Tuesday, March 12, 2019 - 11:00am to 12:00pm
Plasma Seminars

Modern Electron is a startup based in the greater Seattle area that is researching thermionic energy conversion in an effort to bring this technology to the mass market. It is a promising energy conversion technique that does not require large moving parts (e.g. boilers and turbines) and can convert heat directly into electricity with efficiencies greater than that of thermoelectric devices and accept much higher temperatures than traditional energy generation techniques. The basic principle is that a hot cathode is heated up such that it emits electrons into a vacuum or vapor filled cavity that can be collected upon another electrode. Depending on the work functions of the electrodes useful work can be done by the electrons collected by the anode as they pass through a load while returning to the cathode. One of the primary reasons this technology is not widespread is that typically the current traversing the gap between the anode and cathode obey the Child-Langmuir law, which characterized the space charge limited current that can be extracted from a hot cathode. This space charge limitation seriously impacts the current that can be extracted via thermionic and field emission from a cathode.

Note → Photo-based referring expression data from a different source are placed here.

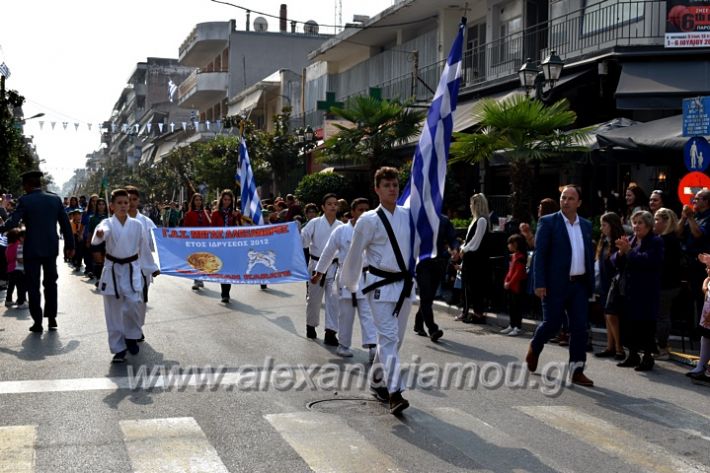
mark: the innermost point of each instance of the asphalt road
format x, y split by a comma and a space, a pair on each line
237, 388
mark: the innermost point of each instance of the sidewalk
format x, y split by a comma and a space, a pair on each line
690, 357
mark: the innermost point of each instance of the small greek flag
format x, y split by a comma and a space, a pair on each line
424, 193
251, 204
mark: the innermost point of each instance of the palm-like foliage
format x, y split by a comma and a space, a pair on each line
522, 130
378, 127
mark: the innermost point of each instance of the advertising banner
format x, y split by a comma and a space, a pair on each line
687, 23
268, 254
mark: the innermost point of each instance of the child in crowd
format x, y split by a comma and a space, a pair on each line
15, 268
514, 283
701, 373
121, 283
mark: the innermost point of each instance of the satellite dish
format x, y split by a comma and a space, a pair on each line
311, 27
260, 24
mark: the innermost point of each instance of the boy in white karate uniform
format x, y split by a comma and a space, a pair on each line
337, 247
134, 200
388, 283
314, 236
121, 283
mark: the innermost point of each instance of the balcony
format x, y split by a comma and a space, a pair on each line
206, 41
203, 89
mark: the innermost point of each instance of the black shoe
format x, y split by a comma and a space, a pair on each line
330, 339
132, 346
631, 361
397, 403
381, 393
646, 364
119, 357
311, 332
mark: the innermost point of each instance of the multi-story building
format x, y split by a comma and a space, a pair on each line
147, 92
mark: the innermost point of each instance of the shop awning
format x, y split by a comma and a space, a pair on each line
662, 135
661, 85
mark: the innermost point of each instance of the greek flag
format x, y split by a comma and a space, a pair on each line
4, 70
424, 193
251, 205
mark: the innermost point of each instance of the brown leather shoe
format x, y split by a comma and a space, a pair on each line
531, 359
580, 379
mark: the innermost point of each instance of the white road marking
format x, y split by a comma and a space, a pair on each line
17, 448
171, 445
327, 444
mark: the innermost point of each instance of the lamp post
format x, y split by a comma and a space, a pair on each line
533, 78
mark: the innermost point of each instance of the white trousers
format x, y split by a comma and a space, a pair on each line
390, 334
314, 299
123, 319
347, 318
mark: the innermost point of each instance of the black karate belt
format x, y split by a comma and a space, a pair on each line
116, 261
322, 280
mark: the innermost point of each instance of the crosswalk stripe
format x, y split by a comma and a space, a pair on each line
17, 448
170, 445
611, 439
327, 444
511, 457
690, 422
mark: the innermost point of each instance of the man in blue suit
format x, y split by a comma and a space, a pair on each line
563, 273
41, 211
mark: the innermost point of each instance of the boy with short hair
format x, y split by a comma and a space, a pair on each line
121, 284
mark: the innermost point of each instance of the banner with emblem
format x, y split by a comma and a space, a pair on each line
268, 254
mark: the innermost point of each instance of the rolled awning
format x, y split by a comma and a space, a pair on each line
661, 85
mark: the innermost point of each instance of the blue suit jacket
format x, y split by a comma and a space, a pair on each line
41, 211
553, 254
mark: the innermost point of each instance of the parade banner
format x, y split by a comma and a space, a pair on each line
268, 254
687, 23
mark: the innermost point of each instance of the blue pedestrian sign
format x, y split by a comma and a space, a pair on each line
696, 154
696, 116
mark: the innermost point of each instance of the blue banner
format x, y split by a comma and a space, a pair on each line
268, 254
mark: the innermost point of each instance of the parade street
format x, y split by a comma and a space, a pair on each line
197, 397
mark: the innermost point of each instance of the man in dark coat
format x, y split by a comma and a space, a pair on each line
41, 211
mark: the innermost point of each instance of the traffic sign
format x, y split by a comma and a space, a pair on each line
696, 116
691, 184
697, 154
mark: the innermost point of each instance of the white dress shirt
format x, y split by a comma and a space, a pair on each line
574, 231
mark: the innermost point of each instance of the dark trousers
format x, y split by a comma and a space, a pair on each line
430, 274
16, 280
33, 268
570, 302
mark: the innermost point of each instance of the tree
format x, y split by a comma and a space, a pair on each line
522, 130
378, 127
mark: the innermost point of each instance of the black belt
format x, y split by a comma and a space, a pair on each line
317, 258
116, 261
391, 278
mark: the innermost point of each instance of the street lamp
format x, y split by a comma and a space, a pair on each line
533, 78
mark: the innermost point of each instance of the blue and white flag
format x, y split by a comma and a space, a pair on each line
251, 204
424, 193
4, 70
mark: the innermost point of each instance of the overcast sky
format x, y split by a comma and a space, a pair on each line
71, 59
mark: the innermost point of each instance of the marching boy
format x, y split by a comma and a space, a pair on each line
384, 236
121, 282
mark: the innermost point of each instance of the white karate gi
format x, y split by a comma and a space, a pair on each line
371, 237
337, 247
314, 236
123, 314
148, 227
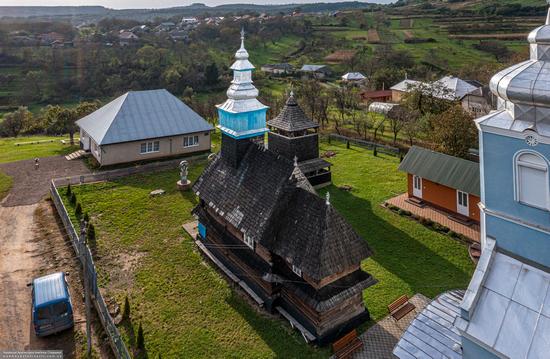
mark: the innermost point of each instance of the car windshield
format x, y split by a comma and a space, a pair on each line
43, 313
58, 309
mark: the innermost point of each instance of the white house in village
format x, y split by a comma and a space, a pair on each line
353, 77
451, 88
143, 125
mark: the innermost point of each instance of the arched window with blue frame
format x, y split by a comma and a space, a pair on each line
531, 179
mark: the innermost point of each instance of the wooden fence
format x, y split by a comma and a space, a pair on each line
389, 150
85, 255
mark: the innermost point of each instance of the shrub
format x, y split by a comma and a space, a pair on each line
72, 198
140, 342
90, 231
78, 211
126, 310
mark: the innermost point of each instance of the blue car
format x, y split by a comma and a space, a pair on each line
52, 310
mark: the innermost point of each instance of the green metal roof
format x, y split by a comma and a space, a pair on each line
440, 168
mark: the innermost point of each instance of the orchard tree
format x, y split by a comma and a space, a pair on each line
15, 122
454, 132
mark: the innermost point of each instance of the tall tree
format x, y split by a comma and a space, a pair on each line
15, 122
454, 132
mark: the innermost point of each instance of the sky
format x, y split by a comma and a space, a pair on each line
140, 4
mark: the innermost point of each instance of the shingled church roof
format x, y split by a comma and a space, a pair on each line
316, 238
292, 118
268, 198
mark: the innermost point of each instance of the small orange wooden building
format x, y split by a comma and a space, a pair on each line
442, 181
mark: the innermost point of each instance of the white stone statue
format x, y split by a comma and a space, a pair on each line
184, 170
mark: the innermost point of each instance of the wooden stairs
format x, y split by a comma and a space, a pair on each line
75, 155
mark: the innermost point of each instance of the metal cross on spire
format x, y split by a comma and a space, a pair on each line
242, 36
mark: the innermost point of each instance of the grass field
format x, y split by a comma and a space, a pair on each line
10, 152
189, 310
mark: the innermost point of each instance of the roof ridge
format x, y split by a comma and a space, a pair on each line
116, 114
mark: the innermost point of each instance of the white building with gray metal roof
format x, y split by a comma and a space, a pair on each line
505, 311
143, 125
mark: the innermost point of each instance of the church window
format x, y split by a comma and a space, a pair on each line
532, 180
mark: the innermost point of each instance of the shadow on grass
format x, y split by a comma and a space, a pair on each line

One way to mitigate space charge is via electron beam optics using multiple biased electrodes, and the other is by using a plasma that is ignited within the gap of the converter to supply ions that mitigate the space charge and allow the current to flow. This talk will discuss possible applications of this technology in the near term as well as recent progress in research done at Modern Electron to mitigate space charge effectively using electron optics. Particle-in-Cell simulations of electron optical devices will be presented, as well calculations of plasma thermionic converters. Electron effects while interacting with low work function electrodes will also be discussed. Thermionic energy conversion scales down well and is an exciting technology that can be used for home scale combined heat and power cogeneration, where other technologies have failed to gain widespread acceptance due to maintenance requirements and system cost.